I decided to do some natural language processing with RSS feeds. RSS (Really Simple Syndication) feeds are a way for websites to distribute their content in a standardized format, which can be consumed and displayed by various devices, applications, or services. RSS feeds are primarily used by news websites, blogs, and other online publishers to syndicate their content to readers in an easily digestible format. For example, we can obtain a url for content on borderline personality disorder, and we can easily use this url in a feedparser in python, in order to obtain summaries of multiple articles. The url that I chose for the RSS feeds is below:
https://www.sciencedaily.com/rss/mind_brain/borderline_personality_disorder.xml
The feedparser is a popular python library designed to parse RSS and Atom feeds, which are both XML-based formats for distributing website content updates. With feedparser, you can easily consume content from websites and process the structured information they provide. By using the feedparser, we can read the feed.json file from the url and obtain titles and summaries of all the articles contained there. Examples from the .json file:
{‘title’: “Adolescents’ personalities and coping habits affect social behaviors”,
‘summary’: “A new study by a human development expert describes how adolescents’ developing personalities and coping habits affect their behaviors toward others.”},
{‘title’: ‘Teenage mind: First time evidence links over interpretation of social situations to personality disorder’,
‘summary’: ‘Researchers have became interested in the way people think, how they organize thoughts, execute a decision, then determine whether a decision is good or bad.’},
{‘title’: ‘Quitting smoking enhances personality change’,
‘summary’: ‘Researchers have found evidence that shows those who quit smoking show improvements in their overall personality.’},
{‘title’: ‘Personality plays role in body weight: Impulsivity strongest predictor of obesity’,
‘summary’: ‘People with personality traits of high neuroticism and low conscientiousness are likely to go through cycles of gaining and losing weight throughout their lives, according to an examination of 50 years of data. Impulsivity was the strongest predictor of who would be overweight, the researchers found.’}
The summaries were aggregated into a single string and then the text was preprocessed. Preprocessing included converting the text to lowercase, tokenizing the content, and removing English stopwords. The preprocessed content was then divided into individual sentences using a period (‘.’) as the delimiter. I then set up a TfidfVectorizer to focus on trigrams (three-word sequences). This means that I am considering sequences of three words to be meaningful units for our analysis. The max_df argument was set at 0.85. Trigrams that appeared in more than 85% of the sentences were ignored, as they might be too common to be informative.

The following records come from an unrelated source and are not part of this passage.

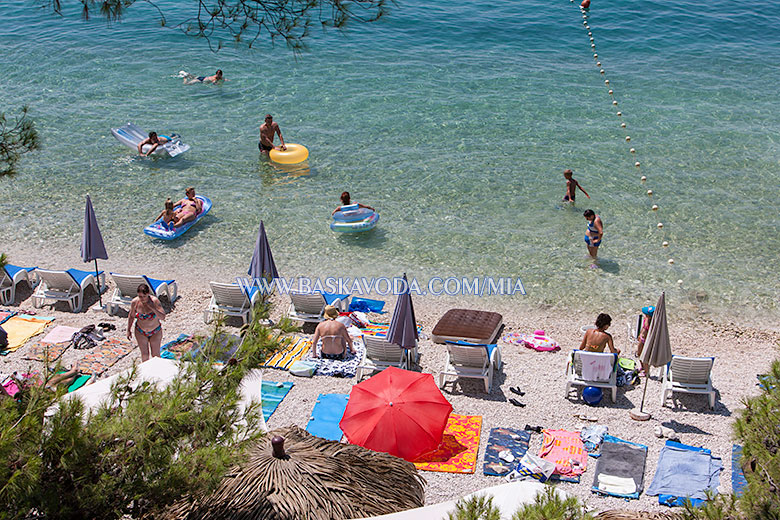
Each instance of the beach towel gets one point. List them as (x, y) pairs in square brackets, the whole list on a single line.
[(294, 348), (561, 447), (503, 441), (457, 452), (346, 367), (22, 327), (271, 395), (685, 472), (620, 469), (104, 356), (538, 341), (738, 480), (366, 305), (326, 415), (48, 352), (177, 348), (60, 334), (595, 366)]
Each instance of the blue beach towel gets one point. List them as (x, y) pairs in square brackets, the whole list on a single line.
[(326, 415), (271, 395), (685, 473), (738, 480)]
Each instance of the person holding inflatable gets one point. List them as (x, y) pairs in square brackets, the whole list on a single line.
[(267, 131), (594, 232), (154, 141), (189, 208), (345, 201)]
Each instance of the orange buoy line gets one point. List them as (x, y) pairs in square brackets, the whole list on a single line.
[(584, 6)]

For each trigram, I computed its average tf-idf score across all sentences. The TF-IDF (Term Frequency-Inverse Document Frequency) score represents the importance of a term within a document relative to its frequency across multiple documents. Trigrams were then ranked based on their average TF-IDF scores in descending order. Based on a predefined percentage (in this case, 1%), I selected the top trigrams to be excluded from our word cloud. The idea is to focus on terms that are significant but not too common. For the word cloud generation, I first created a dictionary that maps trigrams to their respective average TF-IDF scores. I specifically focused on trigrams outside the top 1% identified earlier. From this list, I selected 15 trigrams with the highest scores to be displayed prominently in our word cloud.